To those who know Montmartre only as an abode of night—a place of light and laughter and folly—Montmartre in the day, Montmartre at half-past nine in the morning, comes as a revelation. The whole picture is as a coin reversed. The theatres, the music-halls, the cabarets all lie with closed eyes, innocently sleeping; the population of pleasure-seekers and pleasure-mongers has disappeared as completely as if some magician had waved his wand, and in its place the streets teem with the worker—the early, industrious shopkeeper and the householder bent upon a profitable morning's marketing. Max, gazing from the fiacre with attentive eyes, followed the varying scenes, while his horse wound a careful and laborious way up the cobble-paved streets, and noted with an artist's eye the black, hurrying figures of the men, cloaked and hooded against the cold, and the black, homely figures of the women, silhouetted against the sharp greens and yellows of the laden vegetable stalls at which they chattered and bargained.

It was all noisy, interesting, alive; and us he watched the pleasant, changing pictures, his courage strengthened, his belief in his own star mounted higher; the decision of last night stood out, as so few nocturnal decisions can stand out, unashamed and justified in the light of day.

At the corner where the rue André de Sarte joins the rue Ronsard he dismissed his cab, and with a young inquisitiveness in all that concerned the quarter, paused to look into the old curio shop, no longer closed as on the previous night, but open and inviting in its dingy suggestion of mysteries unsolved.
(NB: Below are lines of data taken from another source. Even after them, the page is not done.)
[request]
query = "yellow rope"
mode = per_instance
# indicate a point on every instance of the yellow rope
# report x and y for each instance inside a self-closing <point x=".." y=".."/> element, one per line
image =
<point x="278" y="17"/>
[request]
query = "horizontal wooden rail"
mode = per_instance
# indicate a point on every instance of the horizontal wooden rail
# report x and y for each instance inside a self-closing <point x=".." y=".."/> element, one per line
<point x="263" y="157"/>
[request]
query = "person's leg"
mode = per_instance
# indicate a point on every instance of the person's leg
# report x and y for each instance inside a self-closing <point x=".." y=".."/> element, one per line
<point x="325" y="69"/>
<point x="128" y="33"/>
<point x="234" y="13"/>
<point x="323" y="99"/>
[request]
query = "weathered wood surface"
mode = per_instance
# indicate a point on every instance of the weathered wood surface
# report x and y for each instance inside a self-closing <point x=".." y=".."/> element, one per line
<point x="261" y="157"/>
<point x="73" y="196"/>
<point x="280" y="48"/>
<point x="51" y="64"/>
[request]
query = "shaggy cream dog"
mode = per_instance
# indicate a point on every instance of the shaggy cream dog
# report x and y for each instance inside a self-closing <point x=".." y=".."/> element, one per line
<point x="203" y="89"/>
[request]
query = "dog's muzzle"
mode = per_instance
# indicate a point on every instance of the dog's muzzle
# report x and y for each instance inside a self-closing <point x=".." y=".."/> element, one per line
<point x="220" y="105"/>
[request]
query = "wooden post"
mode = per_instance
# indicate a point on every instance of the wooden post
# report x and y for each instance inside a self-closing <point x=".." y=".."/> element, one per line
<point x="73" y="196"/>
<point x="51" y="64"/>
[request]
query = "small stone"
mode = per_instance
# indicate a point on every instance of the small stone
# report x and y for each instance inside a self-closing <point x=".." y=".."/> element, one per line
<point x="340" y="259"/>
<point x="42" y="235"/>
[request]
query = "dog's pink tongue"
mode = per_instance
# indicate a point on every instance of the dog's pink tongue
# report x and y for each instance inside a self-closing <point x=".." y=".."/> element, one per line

Now—at this moment of recording the boy's doings—the curio shop no longer exists at the corner of the rue André de Sarte; it has faded into the unknown with its coppers and brasses, its silver and tinsel, its woollen and silk stuffs; but on that January morning of his first coming it still held place, its musty perfumes still conjured dreams, its open doorway, festooned with antique objects, still offered tempting glimpses into the long and dim interior, where an old Jew, presiding genius of the place, lurked like a spider in the innermost circle of his web.